I remember what happened that day. It came to me like a jolt in my brain. Every detail of that day. I know, why I woke up with dried eyes. I know, why my psychiatrist was here. He called me, very early in the day. He sounded worried and in a hurry. It felt weird, my psychiatrist calling me for a session in my house.
He arrived at my house an hour after the phone call. He brought this fine whiskey. We sat at my kitchen table. I asked him "What is going on?". He pour two glasses. One for me, of course. He looked frantic. He said, "I needed to come. I remember." I keep quiet, he continued talking. It felt more like a confession. "Everything feels connected. Like an invisible string. Every time, I.. No. We have our sessions. It feels on repeat. Sometimes, we are meeting for the first time. Other times, we knew each other and I recommended you to another doctor. I even have it wrote down, but the next day. Everything resets, we forget the session. Our session"
He drank his entire glass, then pour himself another one. I was taking small sips. It was very early. He looked around and continue on. " This time, it bleed into me. Memories. Years of resetting. It bleed from my subconscious. Yesterday, I felted like two different persons. The outsider looking in and the guy present not knowing and playing his part. Candle Cove. You know, how many times we had that discussion?" He looked at me , waiting for an answer. I didn't know how to answer. He smiled and looking down at his glass. He drank the entire thing again. I'm almost finish with mine. He pours mine and then himself again.
"I knew it. They have gotten to you again. I will tell you then. About 100 times. Sometimes, we change what we say. But the outcome is still the same. We been having similar sessions, without any progress." The light that was coming from my windows darken a bit, I stood up and turn on the lights. I sat back down. "You know what's funny. I played along in some versions. Like a puppet." He finished his drink, yet again. He pours another one for himself. He looked scared. Not wanting to say the other bit. I believe, he was drinking to get the courage to talk.

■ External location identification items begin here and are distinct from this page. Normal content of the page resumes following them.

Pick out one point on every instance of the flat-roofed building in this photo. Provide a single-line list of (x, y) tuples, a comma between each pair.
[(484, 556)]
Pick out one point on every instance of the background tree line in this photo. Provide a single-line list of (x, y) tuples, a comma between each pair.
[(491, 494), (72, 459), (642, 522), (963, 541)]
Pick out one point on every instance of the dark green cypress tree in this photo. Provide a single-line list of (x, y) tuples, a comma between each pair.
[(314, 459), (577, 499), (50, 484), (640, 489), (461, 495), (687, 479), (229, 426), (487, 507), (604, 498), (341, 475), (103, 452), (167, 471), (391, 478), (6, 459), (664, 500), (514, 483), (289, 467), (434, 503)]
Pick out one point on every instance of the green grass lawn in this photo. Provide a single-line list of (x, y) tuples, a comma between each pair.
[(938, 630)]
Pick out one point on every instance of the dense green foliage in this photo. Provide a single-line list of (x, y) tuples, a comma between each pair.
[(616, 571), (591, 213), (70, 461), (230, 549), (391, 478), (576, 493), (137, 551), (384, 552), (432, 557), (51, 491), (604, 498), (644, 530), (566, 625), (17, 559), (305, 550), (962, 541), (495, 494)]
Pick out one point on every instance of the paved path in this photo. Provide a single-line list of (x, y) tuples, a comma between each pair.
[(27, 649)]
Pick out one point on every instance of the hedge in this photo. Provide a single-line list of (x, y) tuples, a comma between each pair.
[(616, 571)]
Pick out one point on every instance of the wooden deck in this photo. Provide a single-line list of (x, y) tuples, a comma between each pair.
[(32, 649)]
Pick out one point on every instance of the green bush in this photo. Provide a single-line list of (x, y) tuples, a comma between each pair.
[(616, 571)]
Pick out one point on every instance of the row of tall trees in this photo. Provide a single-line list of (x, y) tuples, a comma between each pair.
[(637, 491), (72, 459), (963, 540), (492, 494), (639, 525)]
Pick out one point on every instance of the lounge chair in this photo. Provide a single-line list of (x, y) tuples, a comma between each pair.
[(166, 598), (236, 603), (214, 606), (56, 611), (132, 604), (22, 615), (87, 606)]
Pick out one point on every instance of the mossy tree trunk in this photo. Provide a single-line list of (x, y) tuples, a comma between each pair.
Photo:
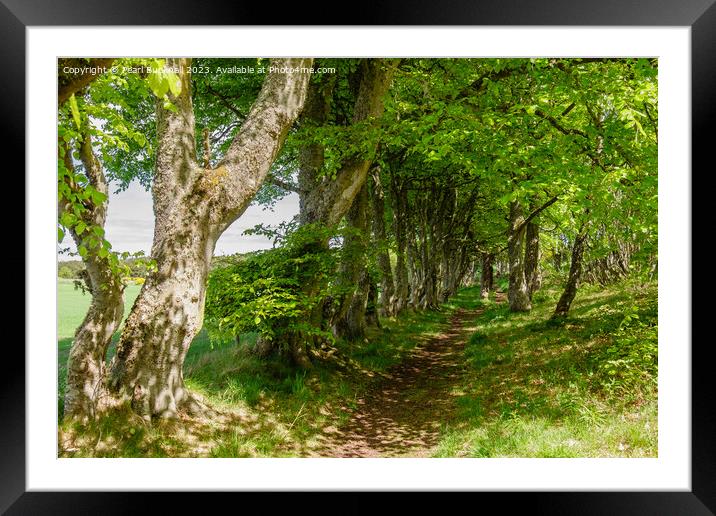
[(193, 206), (575, 271), (517, 294), (85, 393)]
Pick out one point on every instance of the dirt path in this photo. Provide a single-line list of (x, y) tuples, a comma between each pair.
[(402, 414)]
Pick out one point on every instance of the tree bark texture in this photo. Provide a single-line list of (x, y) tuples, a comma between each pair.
[(350, 319), (532, 255), (400, 210), (192, 208), (487, 275), (517, 294), (387, 286), (326, 201), (575, 271), (85, 393)]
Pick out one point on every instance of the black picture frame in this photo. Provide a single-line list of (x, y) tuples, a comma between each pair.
[(700, 15)]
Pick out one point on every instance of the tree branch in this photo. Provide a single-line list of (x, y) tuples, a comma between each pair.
[(70, 84), (285, 185), (246, 164)]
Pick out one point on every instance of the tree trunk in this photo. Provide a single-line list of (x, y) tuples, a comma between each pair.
[(326, 202), (532, 255), (85, 393), (401, 245), (387, 287), (192, 207), (371, 309), (486, 275), (350, 321), (575, 271), (517, 293)]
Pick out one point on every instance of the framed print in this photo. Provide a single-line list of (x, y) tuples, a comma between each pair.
[(669, 41)]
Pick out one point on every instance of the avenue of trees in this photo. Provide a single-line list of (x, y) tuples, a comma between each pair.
[(415, 177)]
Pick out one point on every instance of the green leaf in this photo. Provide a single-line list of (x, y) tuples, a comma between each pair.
[(75, 111), (97, 197), (174, 83), (80, 228)]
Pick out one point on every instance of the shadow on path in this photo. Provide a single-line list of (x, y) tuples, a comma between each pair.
[(402, 414)]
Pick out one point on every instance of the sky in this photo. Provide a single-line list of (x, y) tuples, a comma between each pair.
[(130, 224)]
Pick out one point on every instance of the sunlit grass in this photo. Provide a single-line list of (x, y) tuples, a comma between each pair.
[(538, 389), (532, 388)]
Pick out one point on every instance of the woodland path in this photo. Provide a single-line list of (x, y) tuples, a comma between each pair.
[(403, 413)]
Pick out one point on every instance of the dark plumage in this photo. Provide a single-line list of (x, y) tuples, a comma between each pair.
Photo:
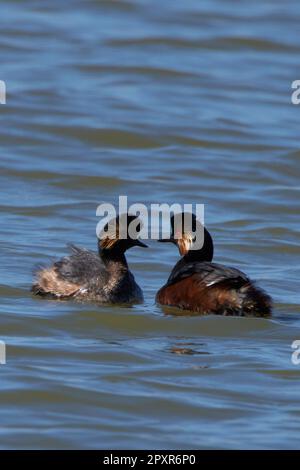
[(103, 277), (197, 284)]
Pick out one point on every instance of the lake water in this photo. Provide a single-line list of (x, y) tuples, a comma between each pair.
[(186, 102)]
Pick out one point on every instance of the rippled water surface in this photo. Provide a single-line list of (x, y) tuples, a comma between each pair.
[(186, 102)]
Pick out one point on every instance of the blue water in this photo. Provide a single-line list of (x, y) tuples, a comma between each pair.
[(186, 102)]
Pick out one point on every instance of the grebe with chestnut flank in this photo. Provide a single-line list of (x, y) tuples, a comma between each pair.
[(197, 284)]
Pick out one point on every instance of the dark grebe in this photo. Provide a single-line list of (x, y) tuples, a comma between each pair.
[(198, 285), (84, 274)]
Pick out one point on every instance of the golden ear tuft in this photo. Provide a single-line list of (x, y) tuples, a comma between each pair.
[(185, 243), (108, 243)]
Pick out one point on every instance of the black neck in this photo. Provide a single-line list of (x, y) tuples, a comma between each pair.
[(206, 253), (113, 257)]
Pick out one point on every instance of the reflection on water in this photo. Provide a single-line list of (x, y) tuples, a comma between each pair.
[(188, 103)]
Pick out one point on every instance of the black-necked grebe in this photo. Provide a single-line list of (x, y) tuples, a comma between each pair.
[(103, 277), (196, 284)]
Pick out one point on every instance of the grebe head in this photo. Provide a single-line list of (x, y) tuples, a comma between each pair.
[(184, 226), (120, 234)]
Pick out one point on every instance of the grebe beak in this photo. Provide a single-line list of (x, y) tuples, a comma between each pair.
[(167, 240)]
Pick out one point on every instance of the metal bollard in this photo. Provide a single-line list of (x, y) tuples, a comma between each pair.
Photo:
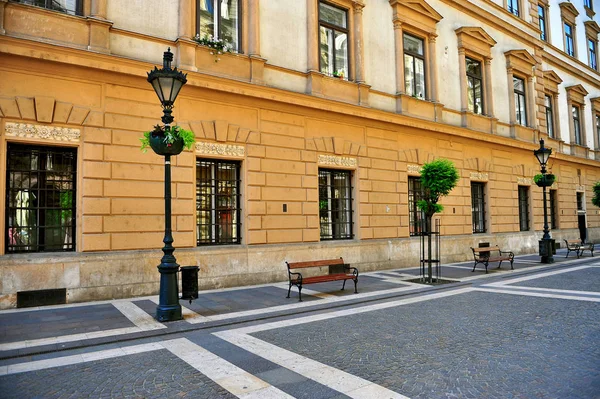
[(189, 282)]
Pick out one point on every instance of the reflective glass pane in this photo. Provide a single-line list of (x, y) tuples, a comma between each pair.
[(332, 15)]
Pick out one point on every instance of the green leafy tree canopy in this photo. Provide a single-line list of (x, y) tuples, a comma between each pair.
[(596, 198), (438, 178)]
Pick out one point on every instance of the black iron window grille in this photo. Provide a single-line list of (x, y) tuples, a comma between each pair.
[(478, 207), (220, 19), (333, 40), (474, 86), (335, 204), (553, 210), (217, 202), (542, 22), (71, 7), (415, 215), (523, 208), (576, 125), (549, 116), (414, 66), (513, 7), (520, 101), (569, 46), (40, 199)]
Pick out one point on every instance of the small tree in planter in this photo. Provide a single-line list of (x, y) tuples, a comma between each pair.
[(596, 197), (438, 178)]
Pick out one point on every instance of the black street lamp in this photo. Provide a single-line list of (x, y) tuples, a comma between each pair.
[(167, 83), (546, 244)]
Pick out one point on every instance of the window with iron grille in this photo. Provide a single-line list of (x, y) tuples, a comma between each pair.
[(333, 40), (335, 204), (553, 210), (513, 7), (478, 207), (524, 208), (220, 19), (40, 199), (520, 104), (217, 202), (415, 215), (71, 7)]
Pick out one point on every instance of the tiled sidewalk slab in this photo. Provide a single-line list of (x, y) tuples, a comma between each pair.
[(580, 280), (471, 345), (46, 323), (155, 374)]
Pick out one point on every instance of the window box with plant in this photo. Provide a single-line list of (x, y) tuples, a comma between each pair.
[(167, 140), (544, 180)]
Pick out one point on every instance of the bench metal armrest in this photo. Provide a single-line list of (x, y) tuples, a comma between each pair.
[(354, 270)]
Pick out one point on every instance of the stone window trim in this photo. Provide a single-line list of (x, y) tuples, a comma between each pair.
[(520, 64), (576, 98), (568, 14), (354, 8), (475, 43), (592, 29), (595, 102), (551, 83), (416, 18)]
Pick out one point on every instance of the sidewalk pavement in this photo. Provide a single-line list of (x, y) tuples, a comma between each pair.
[(31, 333)]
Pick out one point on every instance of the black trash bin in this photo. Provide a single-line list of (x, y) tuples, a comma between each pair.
[(189, 282)]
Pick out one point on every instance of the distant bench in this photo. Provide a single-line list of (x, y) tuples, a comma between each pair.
[(344, 273), (485, 255), (578, 247)]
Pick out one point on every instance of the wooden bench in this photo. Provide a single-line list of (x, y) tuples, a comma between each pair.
[(578, 247), (344, 273), (485, 255)]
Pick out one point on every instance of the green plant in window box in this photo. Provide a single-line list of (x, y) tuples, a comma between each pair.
[(217, 46), (544, 180), (167, 140)]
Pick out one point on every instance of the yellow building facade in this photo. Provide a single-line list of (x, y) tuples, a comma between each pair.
[(297, 121)]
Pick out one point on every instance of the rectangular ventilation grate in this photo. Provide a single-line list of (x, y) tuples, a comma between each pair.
[(28, 299)]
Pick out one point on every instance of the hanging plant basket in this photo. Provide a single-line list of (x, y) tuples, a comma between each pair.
[(544, 180)]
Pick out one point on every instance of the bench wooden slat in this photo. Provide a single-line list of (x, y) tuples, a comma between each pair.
[(315, 263)]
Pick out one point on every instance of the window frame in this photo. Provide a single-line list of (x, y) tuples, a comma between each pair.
[(217, 16), (236, 212), (422, 57), (518, 94), (478, 217), (349, 223), (334, 28), (481, 83), (43, 196), (416, 217), (524, 214)]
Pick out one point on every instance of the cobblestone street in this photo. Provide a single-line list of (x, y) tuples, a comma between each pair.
[(531, 332)]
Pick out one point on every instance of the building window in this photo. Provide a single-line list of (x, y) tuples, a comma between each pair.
[(523, 208), (219, 19), (576, 125), (414, 66), (553, 210), (549, 116), (569, 47), (542, 22), (40, 195), (333, 40), (71, 7), (474, 86), (415, 215), (478, 207), (520, 104), (217, 202), (592, 55), (335, 204), (513, 7)]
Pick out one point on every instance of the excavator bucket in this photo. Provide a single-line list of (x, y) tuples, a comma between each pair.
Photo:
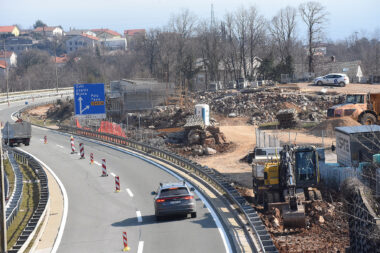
[(294, 218)]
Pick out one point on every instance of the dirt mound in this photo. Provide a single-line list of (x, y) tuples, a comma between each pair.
[(328, 126)]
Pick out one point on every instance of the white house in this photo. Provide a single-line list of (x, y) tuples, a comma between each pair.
[(81, 41), (49, 30), (9, 57)]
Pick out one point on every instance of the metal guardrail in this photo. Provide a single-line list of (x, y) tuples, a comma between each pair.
[(40, 212), (14, 201), (210, 175)]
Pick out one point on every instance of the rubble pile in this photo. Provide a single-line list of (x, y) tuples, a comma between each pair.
[(287, 118), (326, 230), (263, 105)]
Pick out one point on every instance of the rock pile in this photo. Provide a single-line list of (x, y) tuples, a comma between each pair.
[(287, 118), (263, 105)]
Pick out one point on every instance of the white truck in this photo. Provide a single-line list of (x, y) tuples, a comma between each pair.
[(17, 132)]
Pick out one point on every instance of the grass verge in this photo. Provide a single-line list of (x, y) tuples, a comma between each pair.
[(10, 175), (30, 199)]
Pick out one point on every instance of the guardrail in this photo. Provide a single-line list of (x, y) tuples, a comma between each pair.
[(40, 212), (210, 175), (14, 202)]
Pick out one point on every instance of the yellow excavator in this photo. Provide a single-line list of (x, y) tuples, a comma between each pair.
[(288, 182)]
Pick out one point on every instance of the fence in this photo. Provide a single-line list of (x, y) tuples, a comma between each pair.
[(40, 212), (14, 202)]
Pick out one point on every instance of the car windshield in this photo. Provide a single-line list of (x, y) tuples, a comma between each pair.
[(175, 191), (355, 99)]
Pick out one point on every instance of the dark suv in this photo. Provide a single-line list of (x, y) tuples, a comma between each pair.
[(173, 199)]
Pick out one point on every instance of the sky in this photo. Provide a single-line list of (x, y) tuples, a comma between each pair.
[(345, 16)]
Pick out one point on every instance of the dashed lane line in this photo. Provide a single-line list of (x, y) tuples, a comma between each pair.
[(139, 217), (140, 247)]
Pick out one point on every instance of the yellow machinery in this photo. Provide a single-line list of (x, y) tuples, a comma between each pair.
[(288, 182)]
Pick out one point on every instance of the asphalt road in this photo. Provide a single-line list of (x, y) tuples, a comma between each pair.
[(97, 215)]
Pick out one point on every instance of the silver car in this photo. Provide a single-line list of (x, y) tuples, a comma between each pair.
[(173, 199)]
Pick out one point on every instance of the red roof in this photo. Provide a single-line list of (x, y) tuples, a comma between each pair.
[(89, 36), (3, 64), (106, 31), (8, 54), (134, 32), (7, 29), (45, 28)]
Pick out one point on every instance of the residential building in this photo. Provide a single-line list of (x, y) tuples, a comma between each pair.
[(76, 32), (9, 57), (133, 35), (328, 65), (114, 43), (18, 44), (106, 33), (81, 41), (49, 31), (9, 31)]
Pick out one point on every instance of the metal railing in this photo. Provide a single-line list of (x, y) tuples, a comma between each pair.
[(208, 174), (14, 202), (40, 212)]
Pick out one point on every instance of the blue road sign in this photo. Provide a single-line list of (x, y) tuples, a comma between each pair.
[(90, 100)]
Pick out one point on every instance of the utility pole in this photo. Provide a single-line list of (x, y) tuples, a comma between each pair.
[(6, 71), (3, 227)]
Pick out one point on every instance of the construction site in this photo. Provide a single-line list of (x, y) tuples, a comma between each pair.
[(310, 174)]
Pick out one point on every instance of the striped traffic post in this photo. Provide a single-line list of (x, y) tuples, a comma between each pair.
[(72, 145), (104, 168), (81, 148), (117, 183), (125, 242)]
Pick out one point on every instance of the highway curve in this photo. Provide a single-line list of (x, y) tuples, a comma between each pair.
[(97, 215)]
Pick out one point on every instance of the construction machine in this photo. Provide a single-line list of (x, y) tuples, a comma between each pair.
[(362, 107), (288, 182)]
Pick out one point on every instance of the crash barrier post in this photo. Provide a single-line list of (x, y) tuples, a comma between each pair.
[(117, 183), (72, 145), (125, 242), (104, 168), (81, 148)]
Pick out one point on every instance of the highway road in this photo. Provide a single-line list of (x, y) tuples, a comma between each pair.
[(97, 215)]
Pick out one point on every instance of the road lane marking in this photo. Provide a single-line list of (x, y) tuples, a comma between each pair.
[(140, 247), (139, 217), (130, 193)]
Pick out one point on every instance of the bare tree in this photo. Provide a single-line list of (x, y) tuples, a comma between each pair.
[(314, 16), (282, 30)]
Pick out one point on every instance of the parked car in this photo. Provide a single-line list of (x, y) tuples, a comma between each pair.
[(174, 199), (332, 79)]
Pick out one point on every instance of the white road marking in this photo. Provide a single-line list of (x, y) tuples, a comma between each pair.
[(139, 217), (130, 193), (140, 247)]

"I have met the young man. I know, what they are. I know, why they have followed us. We. You know, you and me, we are the children of the cove. The children of that thing. It's weird, I find it pleasant. The same as you have mentioned before. We were more than us. I know, we were. We have to be."
I drank my whiskey. I was shocked. I quickly ask, who is the young man? He answered, "He is one of many. The ones that aren't chosen to spread the seed. The ones who represent it. Think of them as mixture of prophet and soldier. They represent the many and the one." I didn't understand. I went blank. I looked around the kitchen. Everything got dark. I could hear it. The soothing sounds. I saw the doctor's face turned pale. I felted that cold fear in my body. We both knew, what was to come.